In my working life I guide kids through the process of searching for and applying to colleges, and we're smack dab in the middle of essay-writing season. Seniors have to generate the perfect essay, you know, a 600-word distillation of their character composed with wit, originality, and verbal precision.

No newspaper account of the stresses and anxieties of college admission is complete without an arch comment by some admission officer about not wanting to read any more essays about kids' service trips to Ghana or Biloxi. Apparently admissions officers are tired of these essays.

I suppose I can sympathize. Some of these poor people are reading hundreds of application folders and expected to make sensible and internally consistent decisions about each student in a pool that is probably remarkable for its own internal consistency. These folks want, need, to be hooked and to some degree enlightened and entertained by the essays they read, which must be their only relief from tables of SAT and ACT scores and grade-point averages, and I can't entirely blame them.

As a progressive educator in a school with a string commitment to advocacy and social justice, I get to know, and know well, a whole lot of students who have gone on service trips, to Biloxi, to Kenya, to Costa Rica, to many other places ravaged by the pain of the post-industrial and post-colonial globalized economy, and even to the socioeconomically ragged edges of their own communities.
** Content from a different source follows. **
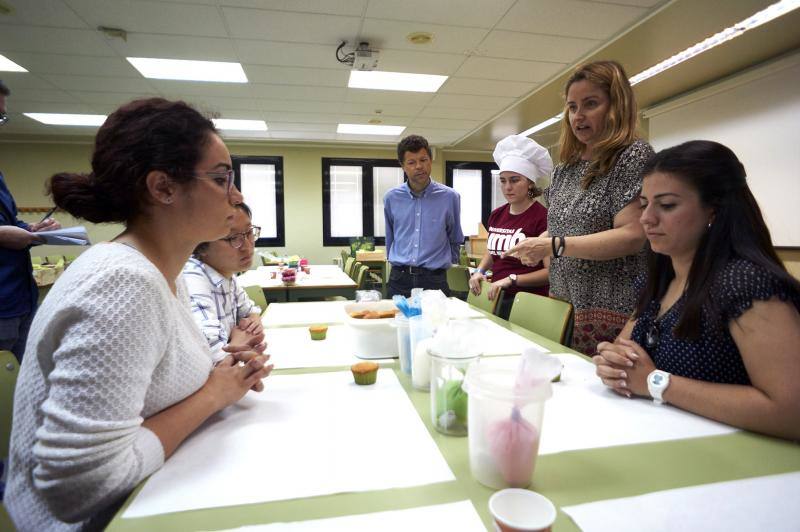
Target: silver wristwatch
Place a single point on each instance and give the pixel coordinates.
(657, 384)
When essay season comes around, many of these kids want write about their experiences, and often I really want them to. What they believe, and their teachers, families, and I know, is that these trips can change kids--that they really can be and often are the transformative experiences that educators and kids themselves hope for them to be. I want to go on record as saying that kids should be encouraged to write about these experiences, to testify not only to their power but to the power of an educational philosophy that connects students to their world in ways that matter.

Students steeped in non-triumphalist, unvarnished ways of looking at history and society will experience genuine and immersive work among people of different cultures and different ways of knowing as true, personalized educational experiences. Students whose education has involved authentic and honest exposure to a variety of ideas and the necessity of examining everything from multiple points of view are ready and able to internalize the lessons they learn from experience in the field in ways that are both compelling and inspiring--as just the kinds of experiences that college essays are designed to embody--and just exactly the kinds of essays that kids are told, for the sake of application readers, not to write.

I will be continuing to tell my students, the ones whose lives have been rocked and perspectives changed forever by working on the farm in Costa Rica or reading to homeless children in a shelter, that if this is the story they need to tell about themselves, they should go ahead and tell it. I am more than satisfied that, in no small part because of their experience in a New Progressivist school, their education in and out of the classroom has provided them with the intellectual and cultural tools as well as personal depth to write 600 words about themselves that will make even the most jaded admission officer sit up and take notice.